Как всегда, он обернул скрипку в чёрный саван, вложил сей грешный предмет в футляр и собрался уйти. Но дверь не открылась. Он посмотрел за плечо - там лишь пустующий амфитеатр подъезда с винтовой лестницей, уходящей бесконечно глубоко в тёмные недра. Джек услышал мелодию скрипки с самых потаённых низов. Мелодию, что звучала знакомо. Мелодию, что не заканчивалась. Джек зло засмеялся, увидев в единственном окне этой темницы Элизу. Та сидела на лавочке, на известном только ей и ему сакральном холме. Её рука, обращённая гигантским, длинным указательным пальцем, точно кисть художника, заканчивающего последний мазок, медленно опускалась. Свет погас. Тьма. Только нескончаемый звук ударяющейся о пол скрипки повторялся снова и снова.

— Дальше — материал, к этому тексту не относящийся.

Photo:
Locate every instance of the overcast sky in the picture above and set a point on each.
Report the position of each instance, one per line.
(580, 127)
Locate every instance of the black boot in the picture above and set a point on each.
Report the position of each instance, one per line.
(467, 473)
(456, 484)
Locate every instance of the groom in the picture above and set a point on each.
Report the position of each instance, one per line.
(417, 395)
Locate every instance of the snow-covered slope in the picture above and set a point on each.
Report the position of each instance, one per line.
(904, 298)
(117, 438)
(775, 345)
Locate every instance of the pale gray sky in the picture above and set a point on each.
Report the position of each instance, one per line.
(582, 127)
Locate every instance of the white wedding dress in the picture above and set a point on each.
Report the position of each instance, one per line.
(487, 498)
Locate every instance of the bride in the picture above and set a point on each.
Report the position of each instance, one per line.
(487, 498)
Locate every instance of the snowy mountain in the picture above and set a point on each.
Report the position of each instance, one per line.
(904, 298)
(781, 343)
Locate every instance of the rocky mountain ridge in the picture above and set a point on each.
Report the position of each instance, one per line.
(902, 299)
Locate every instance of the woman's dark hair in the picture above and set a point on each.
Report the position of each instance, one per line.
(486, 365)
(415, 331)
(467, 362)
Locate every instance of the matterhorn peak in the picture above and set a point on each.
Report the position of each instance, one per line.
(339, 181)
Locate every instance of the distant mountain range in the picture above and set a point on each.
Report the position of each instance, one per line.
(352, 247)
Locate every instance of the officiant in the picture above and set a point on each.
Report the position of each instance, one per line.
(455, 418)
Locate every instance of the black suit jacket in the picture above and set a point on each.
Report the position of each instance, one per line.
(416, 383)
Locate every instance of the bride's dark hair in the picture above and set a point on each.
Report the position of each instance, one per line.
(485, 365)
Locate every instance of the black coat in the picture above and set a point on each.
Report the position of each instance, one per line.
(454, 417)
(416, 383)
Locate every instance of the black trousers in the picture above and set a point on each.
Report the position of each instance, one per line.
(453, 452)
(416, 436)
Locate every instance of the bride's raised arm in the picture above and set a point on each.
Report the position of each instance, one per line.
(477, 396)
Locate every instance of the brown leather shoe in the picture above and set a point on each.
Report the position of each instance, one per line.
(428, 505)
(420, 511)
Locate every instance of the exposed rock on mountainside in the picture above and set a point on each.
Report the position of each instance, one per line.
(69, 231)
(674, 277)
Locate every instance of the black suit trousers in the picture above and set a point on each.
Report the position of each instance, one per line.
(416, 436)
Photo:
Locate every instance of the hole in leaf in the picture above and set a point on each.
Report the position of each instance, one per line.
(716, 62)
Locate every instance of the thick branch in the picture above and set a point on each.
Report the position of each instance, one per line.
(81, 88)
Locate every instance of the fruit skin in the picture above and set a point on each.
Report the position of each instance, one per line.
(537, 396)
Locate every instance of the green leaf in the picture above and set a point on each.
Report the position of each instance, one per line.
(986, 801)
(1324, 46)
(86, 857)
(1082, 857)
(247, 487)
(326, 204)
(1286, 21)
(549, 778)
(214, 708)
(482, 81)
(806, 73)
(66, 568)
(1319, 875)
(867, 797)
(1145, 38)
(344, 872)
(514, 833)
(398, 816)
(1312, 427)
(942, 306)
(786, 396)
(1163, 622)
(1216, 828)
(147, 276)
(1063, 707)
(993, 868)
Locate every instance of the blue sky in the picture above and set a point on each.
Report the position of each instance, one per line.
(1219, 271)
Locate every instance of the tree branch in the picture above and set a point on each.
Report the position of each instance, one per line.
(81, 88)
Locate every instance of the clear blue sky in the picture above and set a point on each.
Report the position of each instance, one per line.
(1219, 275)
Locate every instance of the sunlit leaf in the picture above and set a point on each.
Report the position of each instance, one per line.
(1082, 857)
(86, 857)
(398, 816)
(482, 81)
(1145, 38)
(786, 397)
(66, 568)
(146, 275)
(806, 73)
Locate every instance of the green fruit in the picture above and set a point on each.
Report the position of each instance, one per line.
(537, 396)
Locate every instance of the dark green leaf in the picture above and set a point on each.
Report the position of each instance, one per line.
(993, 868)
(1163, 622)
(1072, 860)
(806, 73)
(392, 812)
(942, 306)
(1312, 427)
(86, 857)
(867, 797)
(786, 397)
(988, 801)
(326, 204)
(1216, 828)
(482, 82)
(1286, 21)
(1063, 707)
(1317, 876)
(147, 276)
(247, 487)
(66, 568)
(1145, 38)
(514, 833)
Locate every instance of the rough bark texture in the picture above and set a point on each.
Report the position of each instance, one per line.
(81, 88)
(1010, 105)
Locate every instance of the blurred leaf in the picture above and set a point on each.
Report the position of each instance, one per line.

8. Элиза, купившая у бродяги с набережной смертельный, надёжный яд, сидела на стуле при обжигающем пламенем солнца, смотрела как в изголовье кровати Джек, этот маэстро особого жанра, собрав руки на груди, сделал последнее - будто музыкальное - движение и, на секунду застыв в осуждающей гримасе, испустил кровавый всхлип - свою финальную коду.

Его тело сожгли в крематории. Без пышных похорон, без лишних слов. Только огонь. После - прах.
 
Единственной светлой отдушиной по отношению к мужу, которую позволила себе Элиза, стала рассыпающаяся по волнам величественной реки его жалкая плоть. Задержавшись под пронзённым россыпью звёзд космосом, Элиза услышала его голос за спиной. Обернулась, и тот час нож вошёл в её грудь, с лёгкостью прошив пальто. На мгновение она увидела взгляд Джека, его тёмные глаза, ухмылку. Но то был кто-то другой.